Drop-In Center a cure for cynicism

Tuesday October 18, 2011


Consider me a cynic. But if someone offers you a whole lot of money and asks for nothing in return, wouldn’t you say, "What’s the catch?" Which is what I did say more than once. But in fact, there was no catch when DaVita Inc., a leading provider of kidney care services based in Denver, chose Great Barrington as the location of its annual service day, and Railroad Street Youth Project as the recipient of a sum of money, no strings attached, to pay for something the organization needed.

As a member of the RSYP’s development committee, I know there is a lot the organization needs -- funding for programs and projects as well as money to hire and pay staff to administer those programs and projects. But RSYP is dedicated to empowering young people and what they said they needed more than anything was a better Drop-in Center. The RSYP Drop-in Center is the Schneider Youth Building on Bridge Street in Great Barrington, and it had become care-worn over time. It was crowded with shabby furniture and make-shift offices; it felt dark and dreary. Everyone agreed, it needed to be a more welcoming place for the 14-25-year-olds who come for counseling, advocacy and referral services, socializing, meetings, activities, to do their homework and hang out.


So with $50,000 in donations: $25,000 from DaVita and $25,000 from the K.T. Community Foundation (a foundation started by DaVita Chairman and CEO Kent Thiry and his wife, Denise O’Leary, which benefits charitable programs), the remodeling of the Railroad Street Youth Project Drop-in Center began in mid-summer. Youth and adults from the community joined forces to design a new floor plan and remodel the space.

Then, on Sept. 18, more than 400 bike riders (DaVita employees, physician partners and patients) arrived in Great Barrington as part of a 250-mile tour from Great Barrington to Madison, Connecticut.

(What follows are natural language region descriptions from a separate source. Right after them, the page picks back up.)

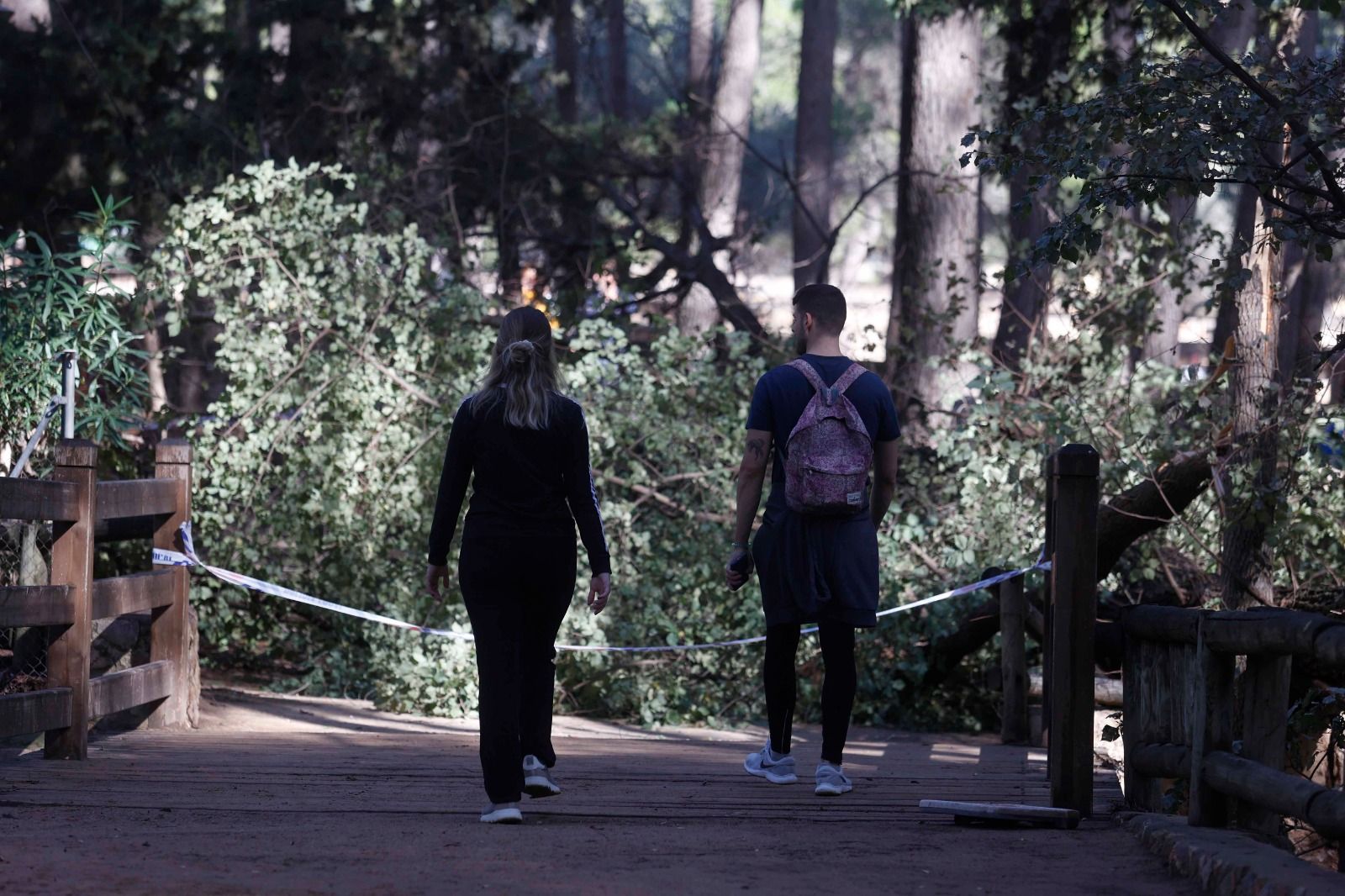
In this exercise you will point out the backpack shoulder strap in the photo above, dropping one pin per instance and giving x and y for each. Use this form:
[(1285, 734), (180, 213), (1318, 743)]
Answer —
[(809, 373), (849, 377)]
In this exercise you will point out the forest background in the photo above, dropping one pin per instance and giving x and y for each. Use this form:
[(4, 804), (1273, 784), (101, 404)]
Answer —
[(286, 229)]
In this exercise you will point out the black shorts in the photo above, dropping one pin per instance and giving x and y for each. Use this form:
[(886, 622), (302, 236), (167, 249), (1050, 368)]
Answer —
[(818, 568)]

They had each raised a minimum of $750 to $2,000 in donations to benefit The Kidney TRUST, a nonprofit organization with the mission to reduce the human and economic cost of chronic kidney disease across the United States and to "raise awareness for chronic kidney disease, which affects approximately 31 million American adults, 90 percent of whom are unaware they are suffering from it."

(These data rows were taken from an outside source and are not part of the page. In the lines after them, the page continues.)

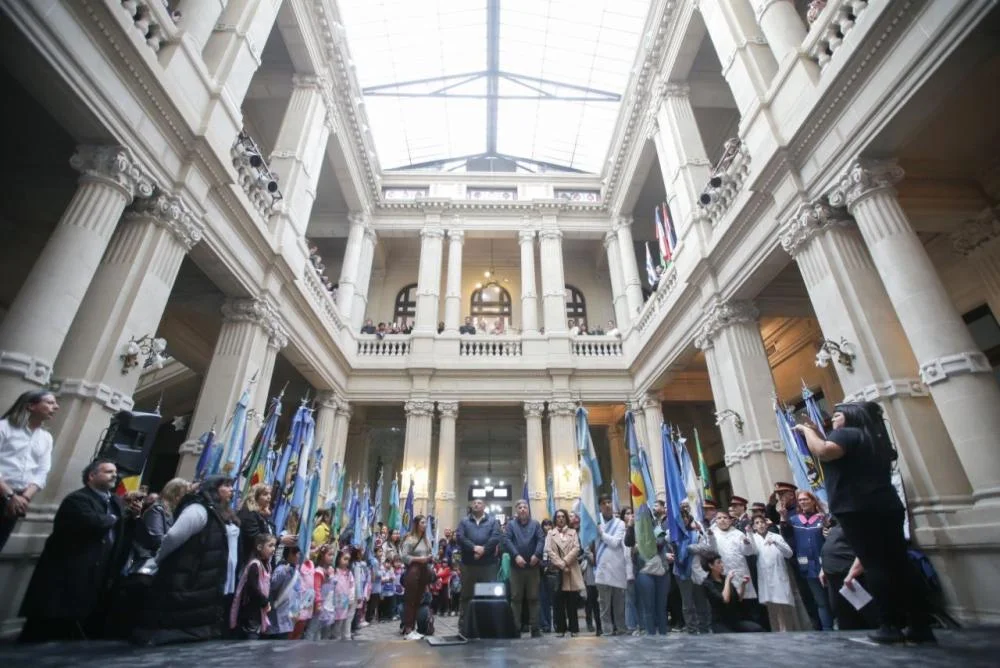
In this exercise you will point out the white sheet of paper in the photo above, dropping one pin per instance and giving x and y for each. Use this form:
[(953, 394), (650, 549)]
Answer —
[(858, 597)]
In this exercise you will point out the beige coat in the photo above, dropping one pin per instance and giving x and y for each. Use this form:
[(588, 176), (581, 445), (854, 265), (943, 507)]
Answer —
[(562, 549)]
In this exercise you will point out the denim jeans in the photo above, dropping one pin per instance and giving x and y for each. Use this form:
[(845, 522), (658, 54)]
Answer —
[(652, 592)]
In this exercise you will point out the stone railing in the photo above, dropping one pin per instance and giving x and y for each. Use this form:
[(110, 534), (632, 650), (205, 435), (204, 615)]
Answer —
[(489, 346), (590, 345), (154, 21), (655, 302), (258, 181), (391, 345), (321, 298), (727, 180), (830, 28)]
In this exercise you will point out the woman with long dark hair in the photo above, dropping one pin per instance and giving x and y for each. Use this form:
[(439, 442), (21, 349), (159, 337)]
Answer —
[(25, 455), (857, 457)]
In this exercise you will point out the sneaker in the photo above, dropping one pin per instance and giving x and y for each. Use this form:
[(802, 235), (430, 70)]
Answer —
[(887, 635)]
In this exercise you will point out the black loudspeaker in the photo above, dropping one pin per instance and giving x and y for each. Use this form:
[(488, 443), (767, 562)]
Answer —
[(129, 440), (490, 615)]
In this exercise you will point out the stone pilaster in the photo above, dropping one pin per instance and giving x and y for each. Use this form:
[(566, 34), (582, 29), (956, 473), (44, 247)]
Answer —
[(533, 411), (445, 506), (453, 289), (125, 302), (743, 390), (958, 374), (34, 329), (851, 303)]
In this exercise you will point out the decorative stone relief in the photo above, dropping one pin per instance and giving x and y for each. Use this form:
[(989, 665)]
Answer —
[(863, 178), (721, 315), (114, 164)]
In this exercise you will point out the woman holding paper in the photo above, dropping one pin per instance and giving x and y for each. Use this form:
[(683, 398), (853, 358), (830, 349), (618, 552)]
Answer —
[(857, 461)]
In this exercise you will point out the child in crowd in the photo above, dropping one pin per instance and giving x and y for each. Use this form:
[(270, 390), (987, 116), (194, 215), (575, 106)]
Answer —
[(340, 598), (284, 606), (248, 613)]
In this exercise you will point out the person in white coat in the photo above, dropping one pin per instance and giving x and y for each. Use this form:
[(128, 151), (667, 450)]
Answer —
[(774, 587), (610, 575)]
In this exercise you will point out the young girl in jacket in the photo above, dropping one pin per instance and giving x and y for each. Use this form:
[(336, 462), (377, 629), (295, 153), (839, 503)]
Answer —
[(340, 598), (248, 613)]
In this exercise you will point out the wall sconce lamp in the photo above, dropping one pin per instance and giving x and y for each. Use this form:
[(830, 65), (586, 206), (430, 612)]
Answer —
[(842, 353), (720, 417), (149, 346)]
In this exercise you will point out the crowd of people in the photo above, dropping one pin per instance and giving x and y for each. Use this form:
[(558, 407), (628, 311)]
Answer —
[(186, 565)]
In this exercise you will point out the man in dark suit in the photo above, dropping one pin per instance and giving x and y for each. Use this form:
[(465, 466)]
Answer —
[(69, 593)]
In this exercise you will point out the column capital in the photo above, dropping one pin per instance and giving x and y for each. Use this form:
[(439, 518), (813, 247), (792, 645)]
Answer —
[(533, 409), (431, 233), (418, 408), (719, 315), (808, 222), (562, 408), (115, 165), (864, 178), (976, 233), (448, 409), (170, 213)]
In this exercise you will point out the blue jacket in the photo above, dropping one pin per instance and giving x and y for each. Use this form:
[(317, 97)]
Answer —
[(485, 533), (805, 536)]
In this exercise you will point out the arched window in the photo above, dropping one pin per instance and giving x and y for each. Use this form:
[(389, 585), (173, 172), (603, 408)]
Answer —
[(405, 309), (491, 301), (576, 305)]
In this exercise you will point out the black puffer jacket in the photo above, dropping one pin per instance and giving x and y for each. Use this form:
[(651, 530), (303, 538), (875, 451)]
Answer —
[(185, 601)]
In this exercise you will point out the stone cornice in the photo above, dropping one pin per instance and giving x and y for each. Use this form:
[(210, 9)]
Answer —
[(720, 315), (171, 214), (115, 165), (809, 221), (863, 178)]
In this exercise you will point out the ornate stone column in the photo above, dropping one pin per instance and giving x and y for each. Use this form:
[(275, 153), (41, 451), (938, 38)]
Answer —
[(359, 222), (630, 269), (747, 62), (445, 507), (417, 450), (529, 298), (683, 160), (622, 316), (959, 376), (979, 241), (453, 290), (429, 280), (533, 411), (782, 26), (125, 302), (851, 304), (34, 329), (565, 465), (300, 149), (553, 280), (743, 389), (243, 360)]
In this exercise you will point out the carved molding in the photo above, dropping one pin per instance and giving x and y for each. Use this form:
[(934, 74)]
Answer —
[(115, 165), (721, 315), (864, 178), (942, 368), (807, 223), (171, 214)]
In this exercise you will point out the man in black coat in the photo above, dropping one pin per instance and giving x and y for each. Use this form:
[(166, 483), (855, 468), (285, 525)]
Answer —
[(69, 593)]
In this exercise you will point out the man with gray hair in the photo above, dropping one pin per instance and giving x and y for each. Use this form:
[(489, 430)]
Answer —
[(525, 542)]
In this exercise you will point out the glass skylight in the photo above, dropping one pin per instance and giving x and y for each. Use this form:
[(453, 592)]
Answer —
[(561, 68)]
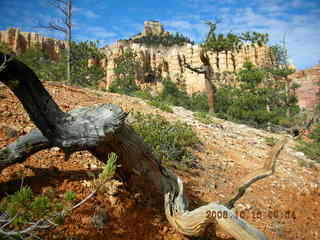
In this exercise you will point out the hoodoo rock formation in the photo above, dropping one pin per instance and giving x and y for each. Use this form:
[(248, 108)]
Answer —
[(167, 62), (162, 62), (20, 41)]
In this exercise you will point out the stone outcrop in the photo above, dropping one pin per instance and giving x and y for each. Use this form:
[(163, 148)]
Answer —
[(309, 81), (159, 63), (151, 28), (19, 41)]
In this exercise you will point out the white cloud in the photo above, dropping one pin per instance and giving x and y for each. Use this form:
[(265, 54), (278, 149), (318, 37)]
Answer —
[(85, 12), (273, 16), (99, 32)]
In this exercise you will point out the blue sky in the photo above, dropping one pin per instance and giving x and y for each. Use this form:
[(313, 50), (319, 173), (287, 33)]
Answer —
[(107, 21)]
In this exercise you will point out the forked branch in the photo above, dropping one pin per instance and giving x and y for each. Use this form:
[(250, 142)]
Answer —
[(267, 170)]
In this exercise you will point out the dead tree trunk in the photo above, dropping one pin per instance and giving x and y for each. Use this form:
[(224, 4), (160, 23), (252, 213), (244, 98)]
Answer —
[(207, 70), (101, 129)]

This was the fifth year of Tour DaVita, where participants begin a bike tour in a community somewhere in the United States, and offer assistance to various organizations on their "Village Service Day." In addition to working on the Drop-In Center, the cyclists helped with more than a dozen smaller service projects in the area, among them building a greenhouse out of recycled water bottles for the Flying Cloud Institute, cleaning toys for the Berkshire South Community Center and planting flowers around the property at Berkshire Meadows.

A few weeks after the renovation was completed, I went to a meeting at the Drop-in Center and was amazed at the transformation. "I’ll never be cynical again," I said. The place is bright and cheerful with its new furniture, painted yellow walls, colorful rugs and lamps. There are office cubicles for staff and bigger windows that let more light in. Thanks to DaVita, there is an Internet cafe, entertainment lounge and homework resource center.


RSYP Director, Brenda Barlow, says, "We are thrilled to have had this wonderful makeover for our Drop-In Center and feel it is a true ‘game changer’ for our organization. Over 200 youths have come through our doors since we re-opened on Sept. 19 -- now there is much work to be done to help them reach their fullest potential. When I look at our eight-person computer lab, I see the possibility of classes in music production, graphic design and GED/SAT preparation. When I look at the flat screen TV, I see youth digital photography exhibits and film debuts. We still need much support to turn these possibilities into reality and make the most of this wonderful community resource."

Now in its 12th year, RSYP serves a diverse community of young people and has earned the respect of local schools and businesses. Services and programs include a successful apprenticeship program where young people learn a trade and prepare for professional lives. A much-needed sex and health education program, created and taught by college students and others involved with RSYP, has become invaluable to local high schools.

Of course, gifts and community services like the ones DaVita offers are all too rare, and organizations like RSYP that need a great deal of support, are all too common. But generosity in any form is what keeps these organizations going and those of us who care about them from becoming cynical. Come by and see the "new" Drop-in Center on October 20, from 5-7 p.m. when RSYP is hosting an open house.

Michelle Gillett is a regular Eagle contributor.